Trouble reading large file via Stdin

What happens

I need to read a large data file (~64k lines) “words.txt” to solve CA’s #131 challenge. But using cat to feed the code these words line by line is too slow.

What do you understand or find about that problem

I am using cat words.txt DATA.lst | ./[my filename] to first send the words then the problem’s input data, however cat takes a looong time to send them all, I tried to measure the time but around the 3 minutes mark not even half of the 66k words were in yet and my editor nearly crashed. This process also gets the poor Thinkpad’s cooling fan revving loudly and tends to crash before the code can deliver any output.

You make any workaround? What did you do?

I first tried to simply read the entire word file in one go and then read the DATA.lst line by line from stdin, the entire running time including the code’s own processing was around ~5 seconds and I found out the other accepted answers also try this approach.

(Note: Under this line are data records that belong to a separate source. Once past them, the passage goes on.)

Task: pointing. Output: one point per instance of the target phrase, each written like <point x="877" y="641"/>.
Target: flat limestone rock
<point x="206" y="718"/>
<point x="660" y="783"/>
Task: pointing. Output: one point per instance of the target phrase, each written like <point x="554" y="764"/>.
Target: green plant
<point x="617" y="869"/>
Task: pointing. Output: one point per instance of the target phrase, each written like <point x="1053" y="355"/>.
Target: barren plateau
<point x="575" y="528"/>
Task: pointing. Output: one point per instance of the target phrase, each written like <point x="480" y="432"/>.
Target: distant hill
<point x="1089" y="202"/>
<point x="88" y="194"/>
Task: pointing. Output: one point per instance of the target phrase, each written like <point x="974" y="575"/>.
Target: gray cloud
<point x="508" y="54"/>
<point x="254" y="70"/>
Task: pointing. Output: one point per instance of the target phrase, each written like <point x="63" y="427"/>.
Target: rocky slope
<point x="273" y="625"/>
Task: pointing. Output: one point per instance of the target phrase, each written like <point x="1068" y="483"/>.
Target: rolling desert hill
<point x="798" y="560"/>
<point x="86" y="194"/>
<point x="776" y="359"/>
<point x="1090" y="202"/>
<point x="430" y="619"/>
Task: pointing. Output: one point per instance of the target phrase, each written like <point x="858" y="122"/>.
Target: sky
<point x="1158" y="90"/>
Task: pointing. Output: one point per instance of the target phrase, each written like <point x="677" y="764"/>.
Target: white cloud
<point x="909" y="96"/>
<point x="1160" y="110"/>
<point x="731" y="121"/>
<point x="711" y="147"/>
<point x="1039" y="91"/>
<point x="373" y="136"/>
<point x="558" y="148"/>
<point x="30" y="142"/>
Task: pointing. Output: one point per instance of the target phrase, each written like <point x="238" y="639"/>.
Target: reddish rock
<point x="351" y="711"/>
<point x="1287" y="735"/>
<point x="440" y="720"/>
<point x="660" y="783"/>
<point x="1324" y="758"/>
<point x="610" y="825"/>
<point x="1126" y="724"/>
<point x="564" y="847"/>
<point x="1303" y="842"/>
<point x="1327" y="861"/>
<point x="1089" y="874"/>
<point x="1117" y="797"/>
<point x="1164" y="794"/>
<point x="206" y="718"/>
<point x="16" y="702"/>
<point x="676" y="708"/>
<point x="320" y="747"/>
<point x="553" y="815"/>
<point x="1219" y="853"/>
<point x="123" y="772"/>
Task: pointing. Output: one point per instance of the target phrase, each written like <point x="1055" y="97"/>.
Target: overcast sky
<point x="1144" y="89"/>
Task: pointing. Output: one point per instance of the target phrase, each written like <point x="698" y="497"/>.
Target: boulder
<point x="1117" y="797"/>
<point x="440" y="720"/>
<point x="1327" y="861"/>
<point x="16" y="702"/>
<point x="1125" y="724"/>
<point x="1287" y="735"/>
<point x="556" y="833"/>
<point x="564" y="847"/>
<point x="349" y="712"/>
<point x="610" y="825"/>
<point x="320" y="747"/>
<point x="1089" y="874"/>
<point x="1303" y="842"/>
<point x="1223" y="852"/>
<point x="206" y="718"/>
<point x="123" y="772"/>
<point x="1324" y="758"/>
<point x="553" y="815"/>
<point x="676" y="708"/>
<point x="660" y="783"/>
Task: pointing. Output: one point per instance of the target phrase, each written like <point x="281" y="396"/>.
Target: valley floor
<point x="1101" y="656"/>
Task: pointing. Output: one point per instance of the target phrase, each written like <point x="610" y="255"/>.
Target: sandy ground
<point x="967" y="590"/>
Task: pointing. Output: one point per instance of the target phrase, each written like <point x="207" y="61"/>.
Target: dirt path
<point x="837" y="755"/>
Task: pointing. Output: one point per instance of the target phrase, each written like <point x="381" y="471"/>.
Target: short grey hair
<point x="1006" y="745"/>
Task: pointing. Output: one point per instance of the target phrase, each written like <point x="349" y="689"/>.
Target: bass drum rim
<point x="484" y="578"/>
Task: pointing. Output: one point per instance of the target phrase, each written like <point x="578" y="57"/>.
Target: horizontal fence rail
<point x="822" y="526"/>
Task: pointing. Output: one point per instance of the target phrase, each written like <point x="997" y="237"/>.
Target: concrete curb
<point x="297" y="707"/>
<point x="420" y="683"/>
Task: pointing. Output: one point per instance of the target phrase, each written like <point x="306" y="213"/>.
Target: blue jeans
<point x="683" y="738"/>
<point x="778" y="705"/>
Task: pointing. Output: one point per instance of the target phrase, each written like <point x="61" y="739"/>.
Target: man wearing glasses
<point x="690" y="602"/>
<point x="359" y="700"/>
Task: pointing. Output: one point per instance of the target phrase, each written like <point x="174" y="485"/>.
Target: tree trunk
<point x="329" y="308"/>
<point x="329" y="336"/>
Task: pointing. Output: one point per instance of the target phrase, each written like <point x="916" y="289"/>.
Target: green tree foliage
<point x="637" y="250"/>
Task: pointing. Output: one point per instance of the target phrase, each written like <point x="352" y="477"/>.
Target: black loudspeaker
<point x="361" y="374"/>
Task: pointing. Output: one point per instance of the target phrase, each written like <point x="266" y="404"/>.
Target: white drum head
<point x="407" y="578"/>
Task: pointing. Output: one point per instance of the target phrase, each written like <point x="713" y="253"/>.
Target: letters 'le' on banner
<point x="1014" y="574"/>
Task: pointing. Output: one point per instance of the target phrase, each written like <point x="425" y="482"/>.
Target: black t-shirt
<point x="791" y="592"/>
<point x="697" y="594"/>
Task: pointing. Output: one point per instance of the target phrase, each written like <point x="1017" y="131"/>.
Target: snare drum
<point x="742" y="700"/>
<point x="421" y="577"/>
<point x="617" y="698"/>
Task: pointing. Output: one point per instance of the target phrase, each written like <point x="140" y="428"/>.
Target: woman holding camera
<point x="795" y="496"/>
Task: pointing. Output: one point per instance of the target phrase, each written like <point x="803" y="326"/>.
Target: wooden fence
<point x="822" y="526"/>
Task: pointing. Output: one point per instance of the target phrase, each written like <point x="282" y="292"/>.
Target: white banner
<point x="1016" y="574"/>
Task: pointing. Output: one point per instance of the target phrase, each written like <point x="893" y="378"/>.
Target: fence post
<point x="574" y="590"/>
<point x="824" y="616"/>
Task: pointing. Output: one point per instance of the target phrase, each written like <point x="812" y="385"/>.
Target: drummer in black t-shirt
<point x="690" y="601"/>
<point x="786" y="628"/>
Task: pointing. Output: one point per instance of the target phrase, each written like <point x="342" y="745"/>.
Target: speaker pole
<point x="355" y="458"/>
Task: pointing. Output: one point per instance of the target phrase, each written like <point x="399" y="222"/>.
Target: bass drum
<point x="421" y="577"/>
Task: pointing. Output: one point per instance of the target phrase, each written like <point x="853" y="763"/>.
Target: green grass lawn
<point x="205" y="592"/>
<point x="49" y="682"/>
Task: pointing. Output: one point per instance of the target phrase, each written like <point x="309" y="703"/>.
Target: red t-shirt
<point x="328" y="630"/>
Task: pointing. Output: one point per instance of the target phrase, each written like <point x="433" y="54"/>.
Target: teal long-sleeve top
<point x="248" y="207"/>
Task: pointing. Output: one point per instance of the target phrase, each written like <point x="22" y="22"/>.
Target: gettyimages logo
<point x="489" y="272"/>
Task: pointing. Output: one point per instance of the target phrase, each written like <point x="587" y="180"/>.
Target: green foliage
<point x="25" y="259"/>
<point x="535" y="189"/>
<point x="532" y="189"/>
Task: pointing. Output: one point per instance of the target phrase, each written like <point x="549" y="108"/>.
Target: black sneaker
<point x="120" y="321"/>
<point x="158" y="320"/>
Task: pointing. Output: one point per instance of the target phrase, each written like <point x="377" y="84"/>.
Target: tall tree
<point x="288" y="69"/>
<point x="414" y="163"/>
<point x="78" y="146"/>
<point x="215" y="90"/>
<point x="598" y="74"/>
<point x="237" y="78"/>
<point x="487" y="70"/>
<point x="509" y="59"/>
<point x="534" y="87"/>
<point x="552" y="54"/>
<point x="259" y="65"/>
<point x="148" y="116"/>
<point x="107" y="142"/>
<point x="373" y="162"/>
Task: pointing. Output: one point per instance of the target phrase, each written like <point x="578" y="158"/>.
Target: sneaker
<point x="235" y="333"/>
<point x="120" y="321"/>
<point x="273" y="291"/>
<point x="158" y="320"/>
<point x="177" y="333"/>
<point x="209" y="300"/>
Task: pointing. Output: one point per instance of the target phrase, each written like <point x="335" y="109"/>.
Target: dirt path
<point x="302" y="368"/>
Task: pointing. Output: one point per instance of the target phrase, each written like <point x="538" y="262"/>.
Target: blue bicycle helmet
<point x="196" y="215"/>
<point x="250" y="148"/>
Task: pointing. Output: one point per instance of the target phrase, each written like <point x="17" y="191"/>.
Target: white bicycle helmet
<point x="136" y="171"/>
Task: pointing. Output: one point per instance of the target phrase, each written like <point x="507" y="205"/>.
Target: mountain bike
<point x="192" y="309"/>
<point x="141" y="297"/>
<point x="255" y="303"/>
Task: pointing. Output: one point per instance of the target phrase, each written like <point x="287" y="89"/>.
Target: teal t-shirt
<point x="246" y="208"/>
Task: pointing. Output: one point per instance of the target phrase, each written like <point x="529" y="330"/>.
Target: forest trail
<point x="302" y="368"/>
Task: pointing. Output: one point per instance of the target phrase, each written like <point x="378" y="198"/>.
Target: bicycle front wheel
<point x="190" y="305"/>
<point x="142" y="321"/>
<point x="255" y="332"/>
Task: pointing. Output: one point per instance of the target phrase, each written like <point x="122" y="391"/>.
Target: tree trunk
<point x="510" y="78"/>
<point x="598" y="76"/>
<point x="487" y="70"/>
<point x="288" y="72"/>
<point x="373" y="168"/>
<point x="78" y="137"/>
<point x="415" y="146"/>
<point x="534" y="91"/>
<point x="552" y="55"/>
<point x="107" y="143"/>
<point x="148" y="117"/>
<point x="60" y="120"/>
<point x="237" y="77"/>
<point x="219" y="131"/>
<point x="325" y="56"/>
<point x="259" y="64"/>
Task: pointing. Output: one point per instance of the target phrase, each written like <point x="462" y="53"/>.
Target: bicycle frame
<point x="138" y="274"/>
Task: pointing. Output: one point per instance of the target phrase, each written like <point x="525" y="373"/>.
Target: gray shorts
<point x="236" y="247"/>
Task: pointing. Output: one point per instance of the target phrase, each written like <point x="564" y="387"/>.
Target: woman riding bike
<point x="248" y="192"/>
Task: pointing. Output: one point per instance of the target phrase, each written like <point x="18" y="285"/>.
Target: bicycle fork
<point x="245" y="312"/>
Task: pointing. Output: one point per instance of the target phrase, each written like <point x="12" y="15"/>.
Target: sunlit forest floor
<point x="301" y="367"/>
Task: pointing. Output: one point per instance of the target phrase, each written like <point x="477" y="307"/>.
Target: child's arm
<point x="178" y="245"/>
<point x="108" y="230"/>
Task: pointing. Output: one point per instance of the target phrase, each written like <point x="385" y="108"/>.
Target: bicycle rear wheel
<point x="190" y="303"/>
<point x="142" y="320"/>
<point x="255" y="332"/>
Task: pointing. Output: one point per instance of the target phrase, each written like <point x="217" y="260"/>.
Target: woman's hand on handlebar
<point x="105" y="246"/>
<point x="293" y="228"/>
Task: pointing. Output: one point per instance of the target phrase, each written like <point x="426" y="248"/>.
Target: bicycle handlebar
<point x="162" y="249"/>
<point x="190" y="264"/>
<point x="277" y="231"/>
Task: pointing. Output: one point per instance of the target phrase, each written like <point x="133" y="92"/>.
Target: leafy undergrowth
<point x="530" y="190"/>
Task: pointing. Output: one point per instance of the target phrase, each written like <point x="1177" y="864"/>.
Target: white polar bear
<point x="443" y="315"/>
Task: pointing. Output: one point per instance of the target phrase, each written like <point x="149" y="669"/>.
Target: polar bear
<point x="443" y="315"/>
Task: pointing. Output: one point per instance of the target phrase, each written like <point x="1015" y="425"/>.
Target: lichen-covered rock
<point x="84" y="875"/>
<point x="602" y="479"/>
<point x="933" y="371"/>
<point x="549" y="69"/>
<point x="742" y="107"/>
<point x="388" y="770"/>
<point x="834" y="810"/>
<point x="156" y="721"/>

(Optional) Why fails your workaround?

It doesn’t, but apparently it doesn’t comply with the submissions’ input rule (#6) either and my MR was closed. Though I’d argue that the rule only explicitly mentions that the code must read the DATA.lst file, and my code complies with that.

Evidences

  • Before input change (read entire file approach)
    Nearly instantly, or taking 5 seconds at most, with the code’s output.
    image

  • After input change (feed words.txt file through StdIn line by line)
    I am showing the length of the list to gauge the reading progress, at around 22k words in out of 64k total it crashed.
    image

I need help with

Either relaxing the input rule for this scenario a bit or a fast way to process this file without the code crashing and my laptop’s cooling fan performing its best attempt to mimic a wind tunnel. :wind_face: :dizzy_face:

Hi! this problem It’s not produced by reading a big input the problem is due to the way that you are using, to create the list that you gonna post-process

image

FileContents ++ [Line] it’s a pretty slow way to create your list of data, I already found a way that can create a complete list with both files DATA.lst and word.txt in less than a second, and indeed you implement that function in your last MR

The idea is to read all the data at the same time, divide in two list if you consider necessary and post-process

Can you be more specific with how you got it? I tried using read_file_as_string but I can’t get the input to work at all to be honest

Since the problem is to read the stdin I just implement this function, you don’t need Words var…

image

And execute cat DATA.lst words.lst | ./test

Yeah that was it, the helper pred was causing that issue, thanks.